PhD Candidate, Carnegie Mellon University

Tuesday, March 9, 2021
Zoom Only


Rapid advances in artificial intelligence (AI) have made it increasingly applicable to support human work in social contexts (e.g. healthcare and public services). However, the achievement of only accurate predictions of AI systems is not sufficient for deployment in practice. If not carefully designed with stakeholders, AI systems can exacerbate user experience, and easily be abandoned. Instead, it is critical that these systems are designed to leverage the best of human cognition while assisting to overcome human limitations.

In this talk, I will introduce my work on creating two interactive hybrid intelligence systems that augments a machine learning model with human cognition in the context of stroke rehabilitation: 1) human-AI collaborative decision making on rehabilitation assessment for therapists and 2) human-robot collaborative rehabilitation therapy for post-stroke survivors. Then, I will share insights from the co-design, development, and evaluation of collaborative systems on rehabilitation with therapists and post-stroke survivors.

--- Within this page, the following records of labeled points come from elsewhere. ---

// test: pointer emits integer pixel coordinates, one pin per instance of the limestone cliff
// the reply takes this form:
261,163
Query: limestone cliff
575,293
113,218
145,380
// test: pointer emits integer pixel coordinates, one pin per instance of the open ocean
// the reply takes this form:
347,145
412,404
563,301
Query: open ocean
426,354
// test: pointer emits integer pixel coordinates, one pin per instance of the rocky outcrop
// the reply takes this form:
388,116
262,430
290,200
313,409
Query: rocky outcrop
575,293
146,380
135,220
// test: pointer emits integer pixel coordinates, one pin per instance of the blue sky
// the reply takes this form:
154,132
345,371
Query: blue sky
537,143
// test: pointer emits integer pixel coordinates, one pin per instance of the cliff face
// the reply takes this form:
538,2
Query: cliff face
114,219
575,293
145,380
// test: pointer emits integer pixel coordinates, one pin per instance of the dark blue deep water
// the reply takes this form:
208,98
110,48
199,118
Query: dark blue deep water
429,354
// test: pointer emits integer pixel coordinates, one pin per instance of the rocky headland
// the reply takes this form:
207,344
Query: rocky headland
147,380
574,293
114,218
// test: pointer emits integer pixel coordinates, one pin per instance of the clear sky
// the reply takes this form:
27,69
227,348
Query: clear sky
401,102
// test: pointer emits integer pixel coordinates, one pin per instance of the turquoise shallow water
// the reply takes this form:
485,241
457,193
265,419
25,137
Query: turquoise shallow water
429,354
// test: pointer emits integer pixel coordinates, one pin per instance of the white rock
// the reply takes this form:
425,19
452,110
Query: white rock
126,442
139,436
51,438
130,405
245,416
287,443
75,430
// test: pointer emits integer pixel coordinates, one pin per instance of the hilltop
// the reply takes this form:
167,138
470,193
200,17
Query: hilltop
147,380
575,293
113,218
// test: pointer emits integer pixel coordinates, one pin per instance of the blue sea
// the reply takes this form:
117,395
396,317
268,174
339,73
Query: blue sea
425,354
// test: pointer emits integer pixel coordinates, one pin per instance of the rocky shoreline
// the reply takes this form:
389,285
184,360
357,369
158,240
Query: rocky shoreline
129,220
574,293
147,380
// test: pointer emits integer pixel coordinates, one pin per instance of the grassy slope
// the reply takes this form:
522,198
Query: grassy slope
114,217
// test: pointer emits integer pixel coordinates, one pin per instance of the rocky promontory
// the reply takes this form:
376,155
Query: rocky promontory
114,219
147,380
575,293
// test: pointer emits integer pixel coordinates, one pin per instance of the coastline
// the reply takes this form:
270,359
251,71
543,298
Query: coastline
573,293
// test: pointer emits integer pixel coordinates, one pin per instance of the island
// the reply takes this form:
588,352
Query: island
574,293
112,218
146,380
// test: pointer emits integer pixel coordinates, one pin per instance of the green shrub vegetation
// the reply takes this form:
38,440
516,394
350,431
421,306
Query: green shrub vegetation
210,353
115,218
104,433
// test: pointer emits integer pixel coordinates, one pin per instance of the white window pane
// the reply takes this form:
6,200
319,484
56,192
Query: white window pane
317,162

Finally, I will discuss emerging and future directions for my research, exploring core challenges of creating effective human-AI/robotic collaborative systems.


Min Lee is a PhD student at Carnegie Mellon University. His research interests lie at the intersection of human-computer interaction (HCI) and machine learning (ML), where he designs, develops, and evaluates human-centered ML systems to address societal problems. His thesis focuses on creating interactive hybrid intelligence systems to improve the practices of stroke rehabilitation (e.g. a decision support system for therapists and a robotic coaching system for post-stroke survivors).